Как в перевернутый бинокль, в нескончаемой дали к краям окуляра прильнули маленькие овалы бледных лиц. Он глядел на них, ощущая себя раздавленным на дне колодца лягушонком, и ждал, что те наверху пошевелят шутливо и играючи пальцами, чтобы развеселить его, находящегося на краю жизни и смерти. В паху разливалось огненное тепло. Он плавился. Раздавлен, расплавлен и … выброшен.
«Боже, угаси огневицу, прикоснись телеси…»
-Дышите! Можете дышать?
Мог ли он кивнуть или ещё как-то обозначить своё отношение к вопросу? Кто-то точил скальпель и разводил зубья ножовки, что вновь будет разрезать железные скобы, скрепляющие его несчастную и многострадальную грудь.
«Пропустите, пропустите меня к нему: я хочу видеть этого человека…». Захотелось увидеть жену и сказать ей: «прости и прощай». Нет, не надо: пусть ЭТО останется с ним. Только с ним. К этому, сугубо личному, нельзя подключать никого. Слышите: никого. Посиневшие губы его приоткрылись и попытались что-то сказать.

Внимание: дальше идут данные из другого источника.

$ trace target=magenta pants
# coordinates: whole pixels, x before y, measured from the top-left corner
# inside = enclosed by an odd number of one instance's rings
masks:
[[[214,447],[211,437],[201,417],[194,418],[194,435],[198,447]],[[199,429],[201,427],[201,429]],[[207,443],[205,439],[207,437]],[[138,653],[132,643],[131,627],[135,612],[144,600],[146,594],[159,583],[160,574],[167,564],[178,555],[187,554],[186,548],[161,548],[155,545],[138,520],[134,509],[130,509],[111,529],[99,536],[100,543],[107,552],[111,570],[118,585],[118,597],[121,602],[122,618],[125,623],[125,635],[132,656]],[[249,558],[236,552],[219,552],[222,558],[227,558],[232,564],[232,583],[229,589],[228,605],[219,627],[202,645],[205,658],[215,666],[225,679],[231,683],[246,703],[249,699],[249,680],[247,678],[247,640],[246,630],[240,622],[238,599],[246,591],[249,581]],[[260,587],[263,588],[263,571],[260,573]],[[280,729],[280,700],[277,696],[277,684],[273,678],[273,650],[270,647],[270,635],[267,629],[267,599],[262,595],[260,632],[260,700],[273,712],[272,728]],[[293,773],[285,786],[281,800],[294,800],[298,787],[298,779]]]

Диаметр окуляра уменьшался и уменьшался, превращаясь в точку. Вскоре исчезли лица, прилепившиеся к ней. В образовавшуюся точку хлынул яркий свет и, чтобы не ослепнуть, он ещё крепче сжал веки.
-Пора, - последнее, что довелось услышать ему.
Через пять минут его повезли в операционную. Сбоку от каталки бежала операционная сестра с мерной банкой, в которую продолжала струиться нетерпеливая кровь…
P.S. Клипса – маленькая (3 млм длиной) металлическая скобка, которой при помощи прибора, напоминающего степлер, отсекают ставшие ненужными артерии.